Linking takes the object file, combines it with other libraries on the target platform, such as the *printf* function, and makes the binary executable.

```
docker run --rm -v /Users/csamp/projects/see:/code -w /code gcc:latest ld -o factorial_debian factorial_debian.o /lib/x86_64-linux-gnu/libc.so.6 -dynamic-linker /lib64/ld-linux-x86-64.so.2
```

### Deassembling / Listing

While I can use **objdump** to disassemble the binary, I can get a better listing out of gcc on Debian:
```
docker run --rm -t -v /Users/csamp/projects/see:/code -w /code gcc:latest gcc -g -Wa,-adhln -o factorial_debian factorial.c > factorial_debian.lst
```
[factorial_debian.lst](factorial_debian.lst)

## The Assembly

Here I have removed some assembler directives and commented on each assembler instruction.
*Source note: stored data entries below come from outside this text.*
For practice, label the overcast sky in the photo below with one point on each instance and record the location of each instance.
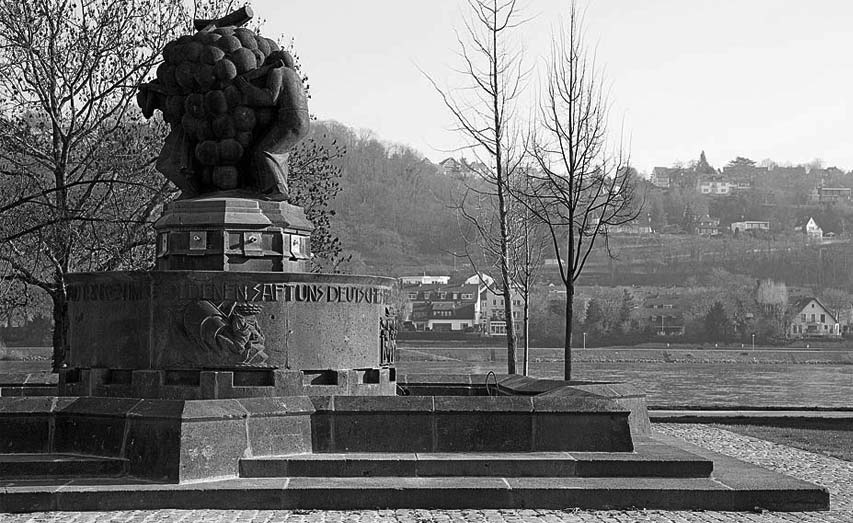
(755, 78)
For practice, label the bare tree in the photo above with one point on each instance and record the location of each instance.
(78, 185)
(528, 252)
(485, 111)
(582, 188)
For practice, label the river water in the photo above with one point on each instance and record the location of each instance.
(693, 384)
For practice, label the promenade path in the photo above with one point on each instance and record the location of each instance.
(835, 474)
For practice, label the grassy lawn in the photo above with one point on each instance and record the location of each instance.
(833, 442)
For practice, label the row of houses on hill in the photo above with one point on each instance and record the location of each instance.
(663, 314)
(739, 178)
(434, 303)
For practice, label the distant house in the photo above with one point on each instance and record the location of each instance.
(461, 168)
(708, 226)
(629, 228)
(812, 320)
(662, 314)
(661, 177)
(834, 194)
(749, 226)
(810, 230)
(493, 314)
(716, 186)
(424, 280)
(443, 307)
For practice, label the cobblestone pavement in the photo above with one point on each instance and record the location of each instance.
(835, 474)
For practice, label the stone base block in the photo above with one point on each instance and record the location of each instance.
(191, 384)
(165, 440)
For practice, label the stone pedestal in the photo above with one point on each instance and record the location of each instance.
(228, 233)
(214, 334)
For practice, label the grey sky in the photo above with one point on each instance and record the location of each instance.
(756, 78)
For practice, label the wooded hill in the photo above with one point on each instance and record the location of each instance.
(395, 216)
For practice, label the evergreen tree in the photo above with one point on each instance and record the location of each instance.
(703, 167)
(717, 322)
(595, 317)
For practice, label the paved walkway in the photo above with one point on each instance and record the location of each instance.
(835, 474)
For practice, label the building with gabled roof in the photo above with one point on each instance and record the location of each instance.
(810, 230)
(811, 319)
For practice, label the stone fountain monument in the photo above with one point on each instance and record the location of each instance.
(230, 376)
(231, 304)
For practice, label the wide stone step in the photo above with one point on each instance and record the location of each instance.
(25, 465)
(744, 492)
(675, 464)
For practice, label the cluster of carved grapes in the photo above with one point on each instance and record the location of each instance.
(199, 72)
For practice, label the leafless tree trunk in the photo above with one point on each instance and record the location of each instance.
(485, 111)
(78, 184)
(582, 184)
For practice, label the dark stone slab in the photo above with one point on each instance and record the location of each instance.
(211, 449)
(607, 432)
(374, 404)
(575, 401)
(483, 431)
(484, 404)
(46, 465)
(269, 436)
(399, 431)
(93, 425)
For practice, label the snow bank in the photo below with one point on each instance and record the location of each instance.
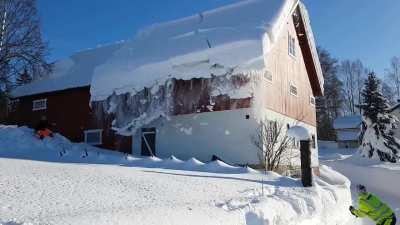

See also [factorial_debian.s](factorial_debian.s) for this content.

```
.section .rodata # Program section for read-only data
.LC0: # Storing a null-terminated string at memory location .LC0
.string "Hello from Factorial!"
.LC1: # Storing a null-terminated string at memory location .LC1
.string "%d factorial is %d\n"

.text # Beginning the text of the program instructions
.globl _start # Declares the symbol _start as externally accessible
_start: # Sets _start to this stack location, which is the entrypoint
pushq %rbp # Push the quadword (64-bit, 8-byte) current stack base pointer onto the stack.
movq %rsp, %rbp # Move the current stack pointer into the base pointer register
subq $16, %rsp # Subtract 16 bytes from the current stack pointer to make room for two 8-byte variables
movl $.LC0, %edi # Put the memory location referenced by .LC0 into edi register
call puts # Call function puts, put-string, that puts the string pointed at by the edi register to stdout

movl $10, -12(%rbp) # Put the value 10 into the memory location starting at 12 bytes below the stack base pointer
movl $1, -4(%rbp) # Put the value 1 into the memory location 4 bytes below the base stack pointer
movl $0, -8(%rbp) # Put the value 0 into the memory location 8 bytes below the base stack pointer
jmp .L2 # Move the instruction pointer to the memory location symbolized by .L2

.L3: # Loop contents
movl -8(%rbp), %eax # Move the 4-byte long integer to at memory location 8 bytes below the stack pointer into register eax
leal 1(%eax), %edx # Uses the pointer arithmetic operator LEA, usually used to increment memory locations, to increment the value in eax. Memory locations are just integers this works.
movl -4(%rbp), %eax # Move the long value stored 4 bytes below the base stack pointer into the eax register
imull %edx, %eax # Multiplies the signed long value in edx by the signed long value in eax and stores the result in eax.
movl %eax, -4(%rbp) # Moves the value in eax to the location four bytes below the base pointer.
addl $1, -8(%rbp) # Add one to the long value 8 bytes below the base pointer/

.L2: # Loop test
movl -8(%rbp), %eax # Moves the long value 8 bytes below the base pointer into eax
cmpl -12(%rbp), %eax # Compares long value 12 bytes below base pointer to the value in eax
jl .L3 # Jumps if less than; looks at the sign flag and overflow flag. Jumps to the loop contents.

movl -4(%rbp), %edx # Puts the long 4 below base pointer into edx
movl -12(%rbp), %eax # Puts the long value 12 below base pointer into eax
movl %eax, %esi # Puts the value of eax into esi
movl $.LC1, %edi # Puts the memory location symbolized by .LC1 into edi
movl $0, %eax # Puts 0 into eax
call printf # Calls printf, which uses edi, edx and esi to do string substituion and print to stdout

movl $60, %eax # Syscall number for exit (60 on Linux)
xorq %rdi, %rdi # Exit code 0
syscall # Invoke system call to exit

```

## Wrap up

I plan to do this on my M1 Mac and see what the ARM assembly looks like!